Findings from Kritzer and Creutz (2008) reported that adult male rats have about half the number of VTA-PFC projecting dopamine neurons than females, suggesting sex differences in the extent of the segregation of mesolimbic and mesocortical dopamine pathways. In addition, McArthur et al. (2007) observed that adult female rats have approximately 30% more neurons in the VTA and a 50% larger overall VTA volume. Immunostaining for androgen and estrogen receptors in the VTA of adult rats showed that males have significantly more dopaminergic neurons expressing either androgen or estrogen receptors, with females having relatively few neurons expressing these receptors. Work done on adult female mice during estrus, a time of high circulating estrogen, showed a large increase in the activity of dopamine neurons in the VTA, when compared to males or females in diestrus (Calipari et al. 2017). This suggests that although the female VTA expresses relatively lower levels of estrogen receptor, high circulating estrogen still has a prominent effect on the activity of neurons in this area. These studies, as well as our own work, raise the tantalizing possibility of the interaction of drugs of abuse in adolescence with sex steroid specific effects, which may help explain differential predisposition to pathology of adolescent males versus females in response to drugs of abuse.

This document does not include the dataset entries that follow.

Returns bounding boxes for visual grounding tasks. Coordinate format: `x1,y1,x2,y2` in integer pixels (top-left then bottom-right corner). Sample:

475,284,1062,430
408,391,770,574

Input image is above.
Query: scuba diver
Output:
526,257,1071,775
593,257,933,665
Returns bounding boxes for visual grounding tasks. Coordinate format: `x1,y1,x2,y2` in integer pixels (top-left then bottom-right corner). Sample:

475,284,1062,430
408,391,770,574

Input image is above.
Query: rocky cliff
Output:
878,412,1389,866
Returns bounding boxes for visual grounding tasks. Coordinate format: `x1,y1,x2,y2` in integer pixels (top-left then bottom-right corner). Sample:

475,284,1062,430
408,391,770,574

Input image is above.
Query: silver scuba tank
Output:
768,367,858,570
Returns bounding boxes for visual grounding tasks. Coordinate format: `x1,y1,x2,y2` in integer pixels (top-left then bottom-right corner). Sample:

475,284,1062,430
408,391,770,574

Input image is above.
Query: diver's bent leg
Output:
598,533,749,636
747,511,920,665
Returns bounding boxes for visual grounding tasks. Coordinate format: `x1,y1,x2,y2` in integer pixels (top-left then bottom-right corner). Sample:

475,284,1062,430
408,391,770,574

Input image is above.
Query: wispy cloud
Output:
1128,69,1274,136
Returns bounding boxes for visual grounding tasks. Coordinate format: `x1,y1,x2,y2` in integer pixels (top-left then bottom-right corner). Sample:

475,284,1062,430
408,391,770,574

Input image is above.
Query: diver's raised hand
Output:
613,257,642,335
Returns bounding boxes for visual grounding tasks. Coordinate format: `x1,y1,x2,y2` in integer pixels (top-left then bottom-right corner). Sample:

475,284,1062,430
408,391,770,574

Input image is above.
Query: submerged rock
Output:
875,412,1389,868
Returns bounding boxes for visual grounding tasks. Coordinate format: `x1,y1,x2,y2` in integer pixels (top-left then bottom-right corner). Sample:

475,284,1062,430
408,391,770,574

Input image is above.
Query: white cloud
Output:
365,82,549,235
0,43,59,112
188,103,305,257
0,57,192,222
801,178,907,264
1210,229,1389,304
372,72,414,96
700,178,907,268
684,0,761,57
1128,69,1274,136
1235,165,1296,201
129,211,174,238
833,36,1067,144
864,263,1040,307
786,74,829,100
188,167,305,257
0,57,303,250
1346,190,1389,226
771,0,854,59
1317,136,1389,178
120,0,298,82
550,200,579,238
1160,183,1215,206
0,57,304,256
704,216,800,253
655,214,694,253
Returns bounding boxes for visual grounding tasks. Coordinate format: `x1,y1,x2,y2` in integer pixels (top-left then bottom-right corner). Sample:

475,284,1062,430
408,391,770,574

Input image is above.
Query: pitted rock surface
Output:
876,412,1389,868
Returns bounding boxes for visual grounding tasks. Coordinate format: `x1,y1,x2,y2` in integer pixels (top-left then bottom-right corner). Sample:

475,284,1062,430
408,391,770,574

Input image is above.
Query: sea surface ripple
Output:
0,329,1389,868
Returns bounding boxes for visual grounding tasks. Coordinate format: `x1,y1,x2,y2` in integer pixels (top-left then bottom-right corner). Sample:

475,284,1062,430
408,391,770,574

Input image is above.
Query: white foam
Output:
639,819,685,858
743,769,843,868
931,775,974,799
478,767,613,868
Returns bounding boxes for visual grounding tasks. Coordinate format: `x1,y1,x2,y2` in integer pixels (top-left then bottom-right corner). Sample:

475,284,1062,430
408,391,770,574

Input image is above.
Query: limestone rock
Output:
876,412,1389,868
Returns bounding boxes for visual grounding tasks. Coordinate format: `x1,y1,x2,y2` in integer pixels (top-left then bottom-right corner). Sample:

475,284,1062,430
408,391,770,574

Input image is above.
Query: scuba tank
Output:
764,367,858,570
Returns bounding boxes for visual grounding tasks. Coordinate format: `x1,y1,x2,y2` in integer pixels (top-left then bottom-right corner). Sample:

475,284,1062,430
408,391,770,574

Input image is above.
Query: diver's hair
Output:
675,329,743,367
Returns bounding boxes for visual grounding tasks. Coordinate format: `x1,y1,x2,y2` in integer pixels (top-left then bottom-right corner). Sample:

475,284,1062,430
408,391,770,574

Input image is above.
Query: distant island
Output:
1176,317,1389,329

Adolescence is a vulnerable period characterized by heightened drug experimentation and additional susceptibility to persistent neurodevelopmental effects of drugs of abuse. The intricate process of dopamine axon pathfinding occurring at this age renders the developing brain particularly sensitive to the effects of substance use, leading to changes in brain circuitry and behavior in adulthood. By elucidating the molecular, cellular, and hormonal underpinnings of these alterations, we can better predict psychiatric outcomes. Ultimately, this knowledge could pave the way for targeted interventions aimed at minimizing the long-term impact of adolescent drug use on mental health.